Now that the exit polls showed that “moral values” motivated a lot of voters to elect Republicans, we’re going to enjoy the spectacle of Democrats trying to use “God talk” to woo back those voters. It should be interesting.
For example, House minority leader Nancy Pelosi, a pro-abortion Catholic, was on CNN’s Lou Dobbs show, started talking about God and got called on it by Dobbs.
PELOSI: ... And we have to define what values are. Values are, of course, being persons of faith and family and love of country. They also are about ministering to the needs, as it says in the Gospel of Matthew, of the least of our brethren.
So we have to grow the middle class and expand it. We have to protect the environment, which is God’s creation. We have to meet the needs of the American people. We have to reach to a higher purpose, and I believe we have that opportunity now.
DOBBS: Minority Leader, I’m just—I’m just a simple fellow, secular as I can be. Are we going to hear every politician now, because of exit polls, start couching every issue in moral or religious terms?
PELOSI: I believe that you will see more of that, but I quite agree with you, that we have to get to the issues that are the role of government. I think on the values side, the so-called religious issues side, we have to enlarge that issue, because what we’re in danger now in our country is the blurring of the issue of church and state. But I as a devout Catholic was concerned when bishops—some bishops, not all bishops said that it was a sin to vote for John Kerry. That’s absolutely wrong. And that—our own Constitution is at stake if they think that they can blur the issue of church and state.
So I think that, as President Kennedy said when he ran in 1960, imagine then, they didn’t want religion to have a strong role.

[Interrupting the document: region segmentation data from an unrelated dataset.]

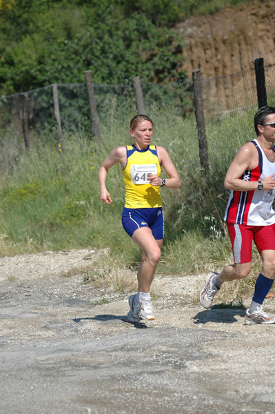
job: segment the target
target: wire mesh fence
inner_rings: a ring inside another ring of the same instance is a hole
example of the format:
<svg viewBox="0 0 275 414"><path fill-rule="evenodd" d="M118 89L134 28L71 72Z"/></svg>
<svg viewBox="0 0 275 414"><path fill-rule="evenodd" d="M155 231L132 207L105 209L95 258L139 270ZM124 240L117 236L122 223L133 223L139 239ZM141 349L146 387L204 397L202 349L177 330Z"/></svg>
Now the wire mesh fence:
<svg viewBox="0 0 275 414"><path fill-rule="evenodd" d="M273 106L275 65L265 67L265 74L268 104ZM210 164L223 163L225 157L232 157L238 146L254 137L253 117L258 104L255 70L202 79L201 82ZM23 142L26 126L32 143L45 142L49 139L48 133L54 136L57 123L52 86L0 98L0 139L5 137L6 144L8 142L7 131L12 130L17 131ZM173 133L183 146L197 146L193 80L165 85L143 83L141 87L145 112L154 121L160 140L164 137L172 138L170 135ZM94 90L103 144L115 145L116 137L126 139L129 121L136 114L133 86L94 85ZM57 90L62 132L71 137L85 132L92 141L87 86L57 85ZM174 126L177 126L176 130Z"/></svg>

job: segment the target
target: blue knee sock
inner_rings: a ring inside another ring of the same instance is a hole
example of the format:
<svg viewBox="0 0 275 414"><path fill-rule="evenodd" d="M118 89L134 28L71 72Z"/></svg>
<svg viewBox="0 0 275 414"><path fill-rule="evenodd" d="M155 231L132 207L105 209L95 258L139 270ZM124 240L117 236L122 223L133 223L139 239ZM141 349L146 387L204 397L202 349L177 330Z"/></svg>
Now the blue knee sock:
<svg viewBox="0 0 275 414"><path fill-rule="evenodd" d="M265 277L265 276L260 273L255 284L254 295L252 297L253 302L261 305L265 296L270 290L273 282L273 279Z"/></svg>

At that time, he said, “The issue is not what church I believe in, the issue is what America I believe in.” And that’s where we have to take this issue.
First, notice how she backtracks when Dobbs asks her if all these politicians are going to start using religious language. And how clumsily it sounds when she does it. Not at all natural.
It’s also funny to see her weigh in on a theological issue: “... some bishops, not all bishops said that it was a sin to vote for John Kerry. That’s absolutely wrong.” Thank you, Rep. Pelosi, for your theological judgment. May we expect an encyclical from your office on the matter? If this is how the Democrats are going to react to this election for the next two or four years, it’s going to be very entertaining.